M. L-B : Non, pas du tout, mais simplement quand vous habitez ces territoires vous avez un code postal à partir de 97 et ces codes postaux ne sont pas tous reconnus par l’interface en ligne ! Quand vous rentrez un code postal, un menu déroulant vous propose une commune à choisir. Si vous rentrez 97, Mayotte n’apparaît pas, par exemple. C’est un problème que nous avons signalé à plusieurs reprises. Depuis peu la Guyane, la Réunion et la Guadeloupe sont désormais référencées, mais ça ne fonctionne toujours pas pour Mayotte, la Polynésie française ou Tahiti, par exemple. Tous ces facteurs ne peuvent que fausser les résultats, et l’on a eu de nombreux retours d’adhérentes qui n’arrivaient pas à faire leur déclaration, soit parce qu’elles étaient avec un smartphone, soit parce qu’elle habitaient un DOM-TOM… J’en profite pour signaler que l’on peut télécharger un pdf de pharmacovigilance sur le site de l’ANSM et l’envoyer par la poste. Mais il faut avoir une imprimante. 

L'ANSM reconnaît donc les problème psychiatriques pouvant être causés par le Mirena ?

M. L-B : Ce n’est pas si simple. L’ANSM reconnaît qu’au moins un tiers des signaux relevés — plus de 800 sur 2700 — font mention d’états anxieux, de crises de panique, d’angoisse et d’agoraphobie. Le sondage que nous avons réalisé au sein du groupe Facebook auprès de 11 300 femmes renvoie exactement la même répartition. Donc, l’ANSM constate ces chiffres, mais elle ne fait que constater, et précise dans son rapport que le lien n’est pas évident (entre les effets psychiatriques et le Mirena, ndlr). C’est très ambigu en fait. Nous sommes malgré tout en colère, parce que l’agence européenne ne transmet toujours pas ses résultats, sachant que leur enquête reposait exclusivement sur le troubles psychologiques et psychiatriques. On a juste des rumeurs, mais on n’a aucune déclaration officielle de l’EMA. 
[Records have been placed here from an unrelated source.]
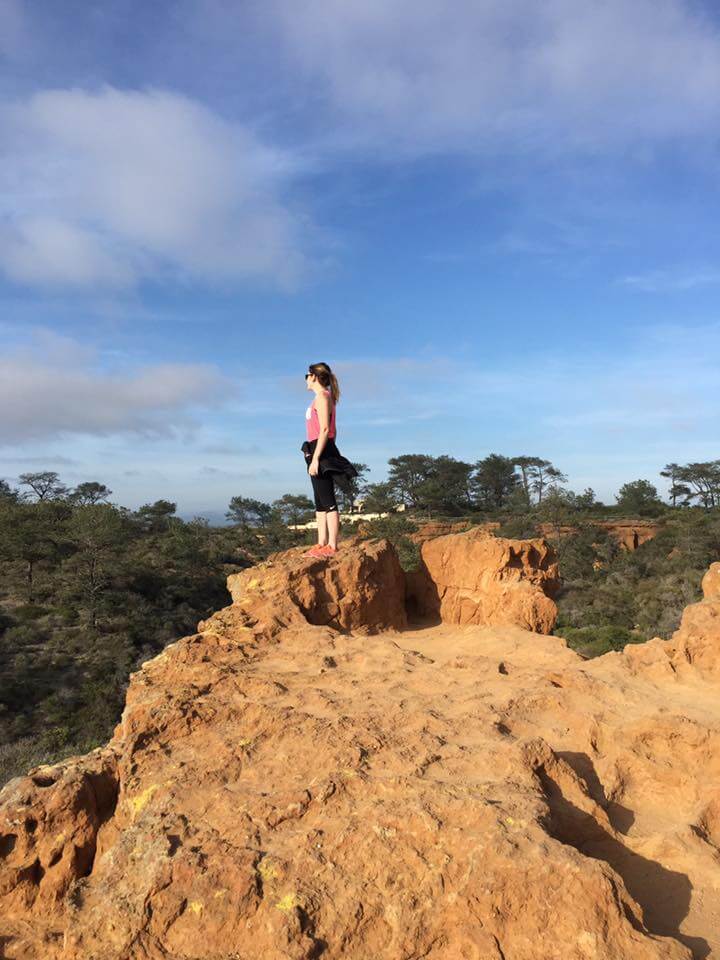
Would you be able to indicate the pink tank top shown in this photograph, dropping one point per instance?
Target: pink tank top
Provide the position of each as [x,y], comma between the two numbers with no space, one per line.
[312,421]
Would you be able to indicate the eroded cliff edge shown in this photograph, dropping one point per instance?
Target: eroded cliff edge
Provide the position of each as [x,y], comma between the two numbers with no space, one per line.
[307,776]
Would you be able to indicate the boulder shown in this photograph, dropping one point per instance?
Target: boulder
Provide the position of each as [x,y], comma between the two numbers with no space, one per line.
[476,578]
[361,588]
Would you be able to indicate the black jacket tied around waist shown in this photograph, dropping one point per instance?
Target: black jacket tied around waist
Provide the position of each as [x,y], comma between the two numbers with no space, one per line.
[331,460]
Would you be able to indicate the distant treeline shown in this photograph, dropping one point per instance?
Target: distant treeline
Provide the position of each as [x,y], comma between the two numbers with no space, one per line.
[90,589]
[446,486]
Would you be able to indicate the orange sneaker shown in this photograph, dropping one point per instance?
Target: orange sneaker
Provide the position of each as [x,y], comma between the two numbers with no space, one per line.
[316,551]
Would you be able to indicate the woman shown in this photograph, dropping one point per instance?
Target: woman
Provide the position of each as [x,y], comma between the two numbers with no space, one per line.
[324,461]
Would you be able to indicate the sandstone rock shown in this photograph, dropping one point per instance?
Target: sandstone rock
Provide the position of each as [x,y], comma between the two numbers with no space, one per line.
[282,789]
[361,588]
[474,578]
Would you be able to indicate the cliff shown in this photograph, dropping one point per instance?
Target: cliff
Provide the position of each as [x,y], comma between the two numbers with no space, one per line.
[308,776]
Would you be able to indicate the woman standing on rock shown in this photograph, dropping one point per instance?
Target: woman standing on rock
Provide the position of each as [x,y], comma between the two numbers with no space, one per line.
[324,461]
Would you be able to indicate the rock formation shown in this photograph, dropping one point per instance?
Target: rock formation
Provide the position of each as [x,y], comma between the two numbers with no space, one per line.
[630,534]
[287,783]
[475,578]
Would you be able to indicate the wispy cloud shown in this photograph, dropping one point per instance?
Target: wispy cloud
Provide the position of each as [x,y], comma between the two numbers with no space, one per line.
[673,279]
[109,188]
[55,387]
[565,75]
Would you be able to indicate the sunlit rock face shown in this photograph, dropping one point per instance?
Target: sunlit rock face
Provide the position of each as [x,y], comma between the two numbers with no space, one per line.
[308,776]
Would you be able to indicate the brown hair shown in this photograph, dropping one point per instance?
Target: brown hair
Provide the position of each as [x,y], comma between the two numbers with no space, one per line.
[326,378]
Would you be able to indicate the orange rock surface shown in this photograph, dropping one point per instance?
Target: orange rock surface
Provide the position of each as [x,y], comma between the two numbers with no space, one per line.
[472,577]
[278,788]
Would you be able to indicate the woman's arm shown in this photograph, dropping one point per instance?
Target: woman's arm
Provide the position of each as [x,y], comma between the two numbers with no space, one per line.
[322,404]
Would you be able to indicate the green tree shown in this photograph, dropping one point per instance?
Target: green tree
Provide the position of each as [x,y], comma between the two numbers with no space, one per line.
[493,481]
[678,489]
[447,488]
[45,485]
[379,498]
[97,532]
[294,508]
[639,498]
[542,475]
[155,517]
[703,479]
[247,512]
[6,491]
[348,488]
[89,493]
[407,475]
[30,534]
[526,465]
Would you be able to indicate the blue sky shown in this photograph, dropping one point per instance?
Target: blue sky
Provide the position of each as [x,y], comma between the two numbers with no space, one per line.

Que  vous dit l’ANSM, finalement ? 

M. L-B :​ Nous travaillons toujours avec l’ANSM pour faire une notice d’information à destination des médecins, pas seulement les gynécologues, pour leur signifier l’augmentation des troubles psychologiques et les autres effets remontés, mais aussi pour informer les patientes. Nous travaillons avec l’ANSM pour produire un vrai document officiel qui puisse être consulté par les femmes avant qu’elles ne décident de se faire poser un stérilet hormonal. Donc, ce travail continue avec l’ANSM, on ne sait pas jusqu’où ça va aller, si ça va aboutir, mais c’est en cours. Un autre axe important : depuis plusieurs mois nous demandons à rencontrer les gynécologues du Conseil national de gynécologie en demandant à l’ANSM de faire le médiateur, parce que pour l’instant la communication avec les gynécologues est rompue. Il y a une réunion qui doit être programmée en novembre. Dernier axe : l’ANSM continue une enquête qui n’est plus celle de la pharmacovigilance, mais d’épidémiologie. C’est-à-dire en recoupant les informations de la sécurité sociale, arrêts de travail, hospitalisations, prescriptions, etc, etc. Le but est d’essayer de faire le lien entre le port du Mirena et la prescription d’un anxiolytique, par exemple. 

Nous sommes en train d’organiser le premier "café-stérilet", qui aura lieu en Belgique dans un premier temps, puis à Paris

Que souhaite faire désormais votre association, SVH ?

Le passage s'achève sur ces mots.